A review of Dishonesty is the Second-Best Policy… Kind of.

Upstart Crow

And Other Rules to Live By
By David Mitchell

Probably there has never been more widespread agreement that we are living in dark times. Even the Dark Ages were only named in retrospect, though we have every reason to suspect that it felt bad at the time, like a long drawn out version of 2016 only without Netflix.

When Camus wrote La Peste, he warned that plague rats are always in the sewers, and that the latent threat is never over. But we all thought he was talking about ideas, or religion, or imperialism, or another one of his illegitimate children showing up asking for money. It never even occurred to us that he might actually have been talking about actual animals carrying an actual plague that would actually happen again.

Well, this time it was bats. Someone in China ate a bat and now we are all going to die. That’s where we’re at. I’m exaggerating a bit. But basically, that’s where we’re actually at.

So it makes sense that we’re all agreed about 2020 being the worst year yet. But we were also agreed that 2019 was the worst year yet. And 2018. And 2017. Last night, Stephen Colbert told his audience: ‘It’s only March, and 2020 has done the impossible: Made me nostalgic for 2019.’ But nobody in his audience laughed because they were all dead. Or at home. It isn’t clear at the moment, because I haven’t read the news. For all I know, the virus could have taken a turn for the worse. (Yes, right on cue I’m being told that Tom Hanks has coronavirus.)

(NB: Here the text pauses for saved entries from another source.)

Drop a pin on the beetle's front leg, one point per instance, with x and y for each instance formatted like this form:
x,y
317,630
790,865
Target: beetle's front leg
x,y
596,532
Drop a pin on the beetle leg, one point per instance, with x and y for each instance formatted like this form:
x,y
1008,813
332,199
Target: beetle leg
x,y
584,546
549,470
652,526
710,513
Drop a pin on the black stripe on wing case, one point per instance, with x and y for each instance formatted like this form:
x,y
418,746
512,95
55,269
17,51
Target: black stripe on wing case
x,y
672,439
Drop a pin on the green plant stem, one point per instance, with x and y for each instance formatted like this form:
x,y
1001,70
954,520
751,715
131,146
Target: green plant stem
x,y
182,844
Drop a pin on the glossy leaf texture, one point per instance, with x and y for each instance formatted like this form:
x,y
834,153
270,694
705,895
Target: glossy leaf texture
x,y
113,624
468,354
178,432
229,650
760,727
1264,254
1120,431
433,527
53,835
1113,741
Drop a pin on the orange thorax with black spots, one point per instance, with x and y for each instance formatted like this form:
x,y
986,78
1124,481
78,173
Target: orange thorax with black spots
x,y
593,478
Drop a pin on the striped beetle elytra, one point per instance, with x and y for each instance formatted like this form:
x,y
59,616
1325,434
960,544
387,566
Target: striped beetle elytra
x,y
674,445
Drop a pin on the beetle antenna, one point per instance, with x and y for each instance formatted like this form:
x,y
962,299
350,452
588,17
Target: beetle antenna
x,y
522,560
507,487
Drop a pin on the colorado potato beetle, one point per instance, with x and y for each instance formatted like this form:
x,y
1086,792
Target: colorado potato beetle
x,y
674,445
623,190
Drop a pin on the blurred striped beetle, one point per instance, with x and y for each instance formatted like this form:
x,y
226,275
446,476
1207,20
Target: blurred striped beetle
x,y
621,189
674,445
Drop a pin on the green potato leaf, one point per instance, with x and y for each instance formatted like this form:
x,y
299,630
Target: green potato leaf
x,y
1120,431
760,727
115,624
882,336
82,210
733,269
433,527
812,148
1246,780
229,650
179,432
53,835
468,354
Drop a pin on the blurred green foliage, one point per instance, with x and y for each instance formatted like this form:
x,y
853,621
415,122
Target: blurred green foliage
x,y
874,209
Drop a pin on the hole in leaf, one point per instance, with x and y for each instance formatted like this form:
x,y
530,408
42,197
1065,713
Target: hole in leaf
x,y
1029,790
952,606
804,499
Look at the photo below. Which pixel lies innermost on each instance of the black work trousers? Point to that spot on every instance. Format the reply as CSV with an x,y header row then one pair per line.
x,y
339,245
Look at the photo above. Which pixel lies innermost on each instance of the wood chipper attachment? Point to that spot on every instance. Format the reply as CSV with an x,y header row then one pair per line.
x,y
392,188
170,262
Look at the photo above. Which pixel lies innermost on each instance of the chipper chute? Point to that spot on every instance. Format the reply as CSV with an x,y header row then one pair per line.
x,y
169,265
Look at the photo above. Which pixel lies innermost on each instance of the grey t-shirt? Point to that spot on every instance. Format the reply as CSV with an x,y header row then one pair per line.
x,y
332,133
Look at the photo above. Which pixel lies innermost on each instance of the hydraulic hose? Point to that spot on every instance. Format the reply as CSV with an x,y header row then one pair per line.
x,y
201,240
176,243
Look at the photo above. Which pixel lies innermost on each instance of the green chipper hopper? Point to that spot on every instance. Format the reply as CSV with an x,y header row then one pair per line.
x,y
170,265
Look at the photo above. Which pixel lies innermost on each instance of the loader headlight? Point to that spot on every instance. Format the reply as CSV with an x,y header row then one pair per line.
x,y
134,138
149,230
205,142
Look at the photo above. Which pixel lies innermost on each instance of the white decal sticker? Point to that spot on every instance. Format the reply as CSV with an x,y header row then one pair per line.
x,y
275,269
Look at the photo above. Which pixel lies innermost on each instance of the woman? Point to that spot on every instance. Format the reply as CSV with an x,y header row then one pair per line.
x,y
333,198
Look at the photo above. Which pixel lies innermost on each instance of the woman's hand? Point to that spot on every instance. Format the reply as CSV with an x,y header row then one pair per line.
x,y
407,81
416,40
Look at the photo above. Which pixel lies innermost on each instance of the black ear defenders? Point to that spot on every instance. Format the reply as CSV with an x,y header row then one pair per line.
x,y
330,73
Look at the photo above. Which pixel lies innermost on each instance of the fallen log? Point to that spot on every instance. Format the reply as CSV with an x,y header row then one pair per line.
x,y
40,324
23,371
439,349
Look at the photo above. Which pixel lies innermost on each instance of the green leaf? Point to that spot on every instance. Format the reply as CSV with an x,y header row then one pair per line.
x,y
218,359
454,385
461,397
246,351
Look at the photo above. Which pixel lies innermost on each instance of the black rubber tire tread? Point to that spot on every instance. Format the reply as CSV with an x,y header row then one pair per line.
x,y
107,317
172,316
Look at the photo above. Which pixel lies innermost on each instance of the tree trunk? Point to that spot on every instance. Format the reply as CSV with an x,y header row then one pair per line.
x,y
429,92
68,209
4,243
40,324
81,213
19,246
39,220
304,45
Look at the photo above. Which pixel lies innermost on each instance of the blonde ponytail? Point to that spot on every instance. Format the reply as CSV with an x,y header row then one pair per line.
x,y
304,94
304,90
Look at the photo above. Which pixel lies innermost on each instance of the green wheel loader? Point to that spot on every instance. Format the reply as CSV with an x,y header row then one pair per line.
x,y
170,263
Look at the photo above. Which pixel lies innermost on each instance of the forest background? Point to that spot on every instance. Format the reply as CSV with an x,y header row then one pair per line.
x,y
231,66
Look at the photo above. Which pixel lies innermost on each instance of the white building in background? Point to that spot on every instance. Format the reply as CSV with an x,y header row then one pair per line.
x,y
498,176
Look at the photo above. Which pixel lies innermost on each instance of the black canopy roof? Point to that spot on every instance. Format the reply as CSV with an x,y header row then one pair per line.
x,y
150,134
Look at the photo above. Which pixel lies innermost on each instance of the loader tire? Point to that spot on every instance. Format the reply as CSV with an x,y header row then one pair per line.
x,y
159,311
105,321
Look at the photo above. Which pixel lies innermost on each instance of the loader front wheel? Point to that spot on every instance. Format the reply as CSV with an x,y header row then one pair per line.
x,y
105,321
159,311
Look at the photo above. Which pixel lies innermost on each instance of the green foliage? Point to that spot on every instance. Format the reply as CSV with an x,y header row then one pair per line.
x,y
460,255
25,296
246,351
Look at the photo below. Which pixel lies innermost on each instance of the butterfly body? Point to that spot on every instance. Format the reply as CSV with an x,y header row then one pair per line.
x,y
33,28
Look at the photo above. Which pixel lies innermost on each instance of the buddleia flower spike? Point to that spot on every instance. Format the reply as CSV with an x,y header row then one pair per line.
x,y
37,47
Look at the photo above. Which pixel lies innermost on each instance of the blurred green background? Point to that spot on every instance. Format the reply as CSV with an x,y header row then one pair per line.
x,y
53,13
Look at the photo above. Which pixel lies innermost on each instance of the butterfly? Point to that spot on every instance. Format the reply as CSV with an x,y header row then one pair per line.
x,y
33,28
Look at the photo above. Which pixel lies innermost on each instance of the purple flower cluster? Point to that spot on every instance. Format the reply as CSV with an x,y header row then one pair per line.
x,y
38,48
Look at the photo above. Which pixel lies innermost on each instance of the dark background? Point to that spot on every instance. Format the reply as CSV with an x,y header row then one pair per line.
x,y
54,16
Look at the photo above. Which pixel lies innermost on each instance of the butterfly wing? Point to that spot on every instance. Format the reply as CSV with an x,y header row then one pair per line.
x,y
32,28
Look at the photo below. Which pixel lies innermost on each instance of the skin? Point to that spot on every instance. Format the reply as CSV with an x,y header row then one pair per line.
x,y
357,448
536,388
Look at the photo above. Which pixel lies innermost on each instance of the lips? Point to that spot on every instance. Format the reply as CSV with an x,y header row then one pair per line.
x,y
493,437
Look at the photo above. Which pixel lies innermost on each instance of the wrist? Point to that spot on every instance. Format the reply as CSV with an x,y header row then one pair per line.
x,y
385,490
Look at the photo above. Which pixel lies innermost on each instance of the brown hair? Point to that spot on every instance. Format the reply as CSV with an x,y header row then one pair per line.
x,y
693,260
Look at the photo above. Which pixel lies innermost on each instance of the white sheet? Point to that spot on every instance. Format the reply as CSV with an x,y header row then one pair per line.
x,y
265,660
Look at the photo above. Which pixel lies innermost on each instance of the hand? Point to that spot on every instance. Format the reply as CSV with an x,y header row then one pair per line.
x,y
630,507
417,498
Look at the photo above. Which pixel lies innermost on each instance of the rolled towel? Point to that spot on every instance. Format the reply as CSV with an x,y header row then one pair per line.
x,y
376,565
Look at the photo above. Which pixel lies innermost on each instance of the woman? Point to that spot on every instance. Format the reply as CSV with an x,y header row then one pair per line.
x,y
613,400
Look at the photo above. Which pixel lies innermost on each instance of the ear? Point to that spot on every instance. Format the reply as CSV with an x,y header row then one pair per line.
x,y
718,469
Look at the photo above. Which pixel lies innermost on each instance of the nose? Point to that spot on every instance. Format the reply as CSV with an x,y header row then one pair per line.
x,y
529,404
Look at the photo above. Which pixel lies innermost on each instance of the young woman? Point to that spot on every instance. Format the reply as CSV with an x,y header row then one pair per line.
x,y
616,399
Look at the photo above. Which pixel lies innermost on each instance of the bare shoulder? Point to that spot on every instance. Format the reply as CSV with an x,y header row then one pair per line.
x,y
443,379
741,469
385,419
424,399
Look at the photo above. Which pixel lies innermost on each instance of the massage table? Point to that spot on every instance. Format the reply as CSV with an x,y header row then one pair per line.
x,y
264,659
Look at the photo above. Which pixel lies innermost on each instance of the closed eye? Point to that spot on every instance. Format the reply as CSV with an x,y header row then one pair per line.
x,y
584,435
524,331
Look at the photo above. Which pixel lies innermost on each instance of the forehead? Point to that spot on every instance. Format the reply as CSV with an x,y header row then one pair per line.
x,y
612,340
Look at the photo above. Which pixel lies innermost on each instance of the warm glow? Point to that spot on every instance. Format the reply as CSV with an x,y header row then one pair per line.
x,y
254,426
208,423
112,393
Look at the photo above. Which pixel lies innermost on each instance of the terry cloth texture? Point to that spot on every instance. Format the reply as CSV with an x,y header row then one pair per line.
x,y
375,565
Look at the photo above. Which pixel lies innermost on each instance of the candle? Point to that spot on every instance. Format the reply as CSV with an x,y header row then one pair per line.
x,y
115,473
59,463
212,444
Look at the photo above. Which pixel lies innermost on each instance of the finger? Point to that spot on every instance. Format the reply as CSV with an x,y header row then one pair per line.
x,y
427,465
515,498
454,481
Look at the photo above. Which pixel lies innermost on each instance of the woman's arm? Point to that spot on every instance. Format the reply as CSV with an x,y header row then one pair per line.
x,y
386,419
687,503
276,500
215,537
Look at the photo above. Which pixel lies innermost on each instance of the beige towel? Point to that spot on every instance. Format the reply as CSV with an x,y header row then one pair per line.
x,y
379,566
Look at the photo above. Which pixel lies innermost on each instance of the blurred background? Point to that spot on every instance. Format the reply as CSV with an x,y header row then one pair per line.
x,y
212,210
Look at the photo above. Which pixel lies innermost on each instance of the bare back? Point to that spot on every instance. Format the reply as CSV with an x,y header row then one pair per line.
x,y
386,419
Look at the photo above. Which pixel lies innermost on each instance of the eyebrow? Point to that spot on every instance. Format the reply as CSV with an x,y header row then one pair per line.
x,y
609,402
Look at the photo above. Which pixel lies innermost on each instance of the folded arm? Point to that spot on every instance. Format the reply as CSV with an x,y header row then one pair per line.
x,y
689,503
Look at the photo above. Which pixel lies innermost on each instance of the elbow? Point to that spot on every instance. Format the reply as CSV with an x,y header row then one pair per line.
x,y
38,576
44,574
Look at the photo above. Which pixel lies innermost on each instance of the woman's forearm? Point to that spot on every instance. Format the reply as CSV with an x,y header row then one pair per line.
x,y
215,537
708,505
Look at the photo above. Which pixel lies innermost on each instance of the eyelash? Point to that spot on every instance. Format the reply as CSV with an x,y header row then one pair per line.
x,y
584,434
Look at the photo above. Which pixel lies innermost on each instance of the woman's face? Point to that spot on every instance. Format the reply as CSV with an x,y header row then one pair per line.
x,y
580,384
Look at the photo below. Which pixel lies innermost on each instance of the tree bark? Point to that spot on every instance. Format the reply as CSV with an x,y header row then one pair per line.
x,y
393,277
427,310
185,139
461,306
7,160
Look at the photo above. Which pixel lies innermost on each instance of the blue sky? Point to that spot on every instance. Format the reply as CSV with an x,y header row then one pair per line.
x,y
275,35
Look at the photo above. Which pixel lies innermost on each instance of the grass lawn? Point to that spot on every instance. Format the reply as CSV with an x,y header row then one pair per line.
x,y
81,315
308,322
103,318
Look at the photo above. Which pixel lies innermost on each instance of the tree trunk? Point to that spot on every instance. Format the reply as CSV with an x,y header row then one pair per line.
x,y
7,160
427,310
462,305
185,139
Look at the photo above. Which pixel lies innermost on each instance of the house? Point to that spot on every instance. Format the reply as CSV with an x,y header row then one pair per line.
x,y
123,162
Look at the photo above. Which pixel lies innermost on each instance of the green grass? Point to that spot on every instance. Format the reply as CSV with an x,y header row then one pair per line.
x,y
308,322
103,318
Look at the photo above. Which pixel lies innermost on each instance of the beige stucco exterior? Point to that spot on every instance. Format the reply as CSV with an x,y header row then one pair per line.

I think it all started in 2016, the year when all the good celebrities died, and Morrisey kept living. Worse, Donald Trump happened; Brexit happened; climate change started to be called “the climate crisis”; migration started to be called “the migrant crisis”; really after “Blackstar” it was a just slow glissando into cultural and moral hell.

We also seem to agree that we are, as the Dawes song has it, ‘living in the future.’ People like Elon Musk are designing things that are meant to look the way the future looked in 80s films. His armored truck that got defeated by a pebble at the launch event a few months ago looks like a bit of the scenery from Robocop. Only more flimsy.

Small wonder everyone is miserable: the world has taken on the aspect of a dystopian future-hell just as a deadly pandemic makes us aware that there is no longer any such thing as “the future.” Because we’re all about to die. As David Mitchell says in his new essay collection Dishonesty is the Second Best Policy, ‘in the fast-moving world of tomorrow that we’re living in today, the historians of the future will need to start work by yesterday.’

Even Dishonesty is the Second Best Policy is a line from an old George Carlin routine. As in waste disposal, so in art. Sustainability demands that all new products must contain a quotient of recycled material, and we can’t keep mass-producing new punchlines when there are plenty of old ones lying around. This essay originally appeared in the November 1987 edition of Horse and Rider, for example. But I don’t want to hate on David Mitchell’s book; it’s superb. And in the forthcoming quarantine, it will be the only thing that keeps me sane.